Сосновский вздохнул.
– Я понимаю, это очень утомительно – здесь находиться, но придется подождать… Не все в наших возможностях…
– Я тебя спрашиваю, когда я отсюда выйду?! – с зубовным скрежетом возопил Чирков.
Сосновский вздохнул вторично:
– Не все в моих силах. Поскольку наш прежний план досадно сорвался, за вами будут внимательно следить. Тот единственный план, который мы сочли с вашими товарищами на свободе подходящим, связан с большим риском, причем рисковать придется не свободой, а жизнью…
– Не привыкать. Выкладывай.
– Мы рассматривали факт вашего ареста как досадную случайность – горящий мусоропровод, пионэры… Так вот что я думаю, уж нет ли у вас влиятельных недоброжелателей?…
– С чего это?
– Мне просто подумалось, что не могло ли так случиться, что тем, кто вами сверху… – Сосновский потыкал пальцем в потолок, -…руководит, может быть, вы немного надоели, сделались не нужны…
– Не засерай, дерьмоед.
– Мое дело указать вам на такую возможность… Вот что странно – когда звонили о пожаре, то звонили из другого квартала, откуда дом с горящим мусоропроводом не виден. Как, спрашивается, доброхоты узнали о пожаре или зачем они, заприметив дым, побежали на другой край района в таксофонную будку? Так что помыслите, кому вы могли быть неугодны там…
Сосновский вновь потыкал в потолок.
– Подумаю, – сказал Чирков, нахмурившись. Кто бы это ни был – выйду на свободу, – худо ему будет. Ну, так в чем твой план?
– Суть в следующем… – начал Леонид Аркадьевич.
Чирков склонился ухом к лицу Сосновского. Сосновский драматическим шепотом излагал план побега, размахивая большими белыми руками.
Глава 50. ЖЕЛЕЗНАЯ ЖЕНЩИНА
Когда Елена открыла дверь и увидела людей с направленными на нее пистолетами, она отступила назад и тихо сказала:
– Проходите!
Ей предъявили постановление на арест. Тут же произвели обыск. В качестве понятых были родственница Сабашова и пришедшая в это время к Савельевой ее коллега – Катя.
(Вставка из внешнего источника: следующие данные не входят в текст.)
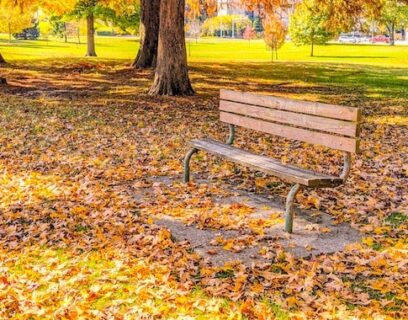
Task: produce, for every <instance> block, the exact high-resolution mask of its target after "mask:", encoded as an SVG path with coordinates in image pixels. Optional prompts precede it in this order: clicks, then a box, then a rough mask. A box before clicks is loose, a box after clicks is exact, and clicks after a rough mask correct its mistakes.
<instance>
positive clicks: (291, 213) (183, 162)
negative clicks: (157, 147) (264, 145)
mask: <svg viewBox="0 0 408 320" xmlns="http://www.w3.org/2000/svg"><path fill="white" fill-rule="evenodd" d="M229 129H230V135H229V137H228V140H227V144H228V145H232V144H233V143H234V140H235V126H234V125H232V124H230V125H229ZM198 151H200V150H199V149H197V148H191V149H190V150H189V151H188V152H187V154H186V156H185V158H184V161H183V164H184V175H183V181H184V182H185V183H188V182H190V161H191V157H192V156H193V155H194V154H195V153H197V152H198ZM350 169H351V153H350V152H344V164H343V171H342V172H341V174H340V176H339V177H340V178H341V179H343V181H346V179H347V177H348V176H349V174H350ZM302 188H303V186H302V185H301V184H299V183H296V184H294V185H293V186H292V188H291V189H290V191H289V193H288V196H287V197H286V209H285V231H286V232H288V233H293V214H294V202H295V199H296V195H297V194H298V192H299V191H300V190H301V189H302Z"/></svg>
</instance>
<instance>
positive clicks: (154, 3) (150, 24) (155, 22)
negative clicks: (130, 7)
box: [132, 0, 160, 69]
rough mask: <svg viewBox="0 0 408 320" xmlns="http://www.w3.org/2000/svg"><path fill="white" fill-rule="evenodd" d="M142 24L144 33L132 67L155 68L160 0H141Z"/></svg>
mask: <svg viewBox="0 0 408 320" xmlns="http://www.w3.org/2000/svg"><path fill="white" fill-rule="evenodd" d="M141 24H142V30H143V35H141V39H140V48H139V52H138V53H137V56H136V59H135V60H134V61H133V63H132V67H134V68H137V69H144V68H152V67H153V68H154V67H155V66H156V60H157V47H158V42H159V25H160V0H142V1H141Z"/></svg>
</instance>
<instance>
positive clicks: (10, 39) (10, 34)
mask: <svg viewBox="0 0 408 320" xmlns="http://www.w3.org/2000/svg"><path fill="white" fill-rule="evenodd" d="M9 42H11V23H10V22H9Z"/></svg>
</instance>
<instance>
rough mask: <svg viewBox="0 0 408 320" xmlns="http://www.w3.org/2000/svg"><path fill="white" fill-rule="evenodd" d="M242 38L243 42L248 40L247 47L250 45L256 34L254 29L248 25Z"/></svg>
mask: <svg viewBox="0 0 408 320" xmlns="http://www.w3.org/2000/svg"><path fill="white" fill-rule="evenodd" d="M242 37H243V38H244V39H245V40H248V43H249V45H251V40H252V39H255V38H256V32H255V30H254V28H252V27H251V26H250V25H247V26H246V28H245V30H244V33H243V35H242Z"/></svg>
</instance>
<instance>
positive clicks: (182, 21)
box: [149, 0, 194, 96]
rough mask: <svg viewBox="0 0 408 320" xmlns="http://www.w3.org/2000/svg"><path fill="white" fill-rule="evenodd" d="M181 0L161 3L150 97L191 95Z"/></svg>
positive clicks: (183, 11) (185, 42) (182, 5)
mask: <svg viewBox="0 0 408 320" xmlns="http://www.w3.org/2000/svg"><path fill="white" fill-rule="evenodd" d="M184 9H185V0H162V1H161V5H160V31H159V46H158V54H157V66H156V72H155V77H154V83H153V85H152V87H151V88H150V92H149V93H150V94H151V95H169V96H175V95H193V94H194V90H193V88H192V87H191V83H190V79H189V77H188V67H187V53H186V42H185V34H184Z"/></svg>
Причем если соседка вызвалась сама помочь в этом деле, то учительница истории страшно разволновалась в связи с такой просьбой.
– Я ничего не знаю, – испуганно повторяла «подруга». – Я просто работаю в той же школе, что и она. И зашла сюда чисто случайно, по служебным вопросам.
Коллеге Савельевой пришлось объяснять, что от нее ничего не потребуется, кроме ее присутствия в этой квартире.
Елена во время обыска стояла, опираясь о стенку. Ей предложили сесть, но она отказалась. Савельева чувствовала, что «подруга» избегает ее взгляда, и потому старалась смотреть в пол.
Родственница Сабашова сидела недалеко от Елены. В какой-то момент она тяжело вздохнула и сказала в сторону Савельевой:
– Ах, Лена, Лена! До чего же тебя мужики довели!
Савельеву выводили из подъезда, держа под руки с обеих сторон. Весть об аресте учительницы мгновенно распространилась по соседним домам. Большая толпа людей собралась у ее подъезда. Люди энергично обсуждали случившееся.
– И весь ужас как раз в том, что она учительница! Отдаем им в школы своих детей, а потом не понимаем, почему они становятся преступниками, – сказала какая-то женщина из толпы.
– Неужто она убивала? – отозвался другой голос. – А ведь хрупенькая такая.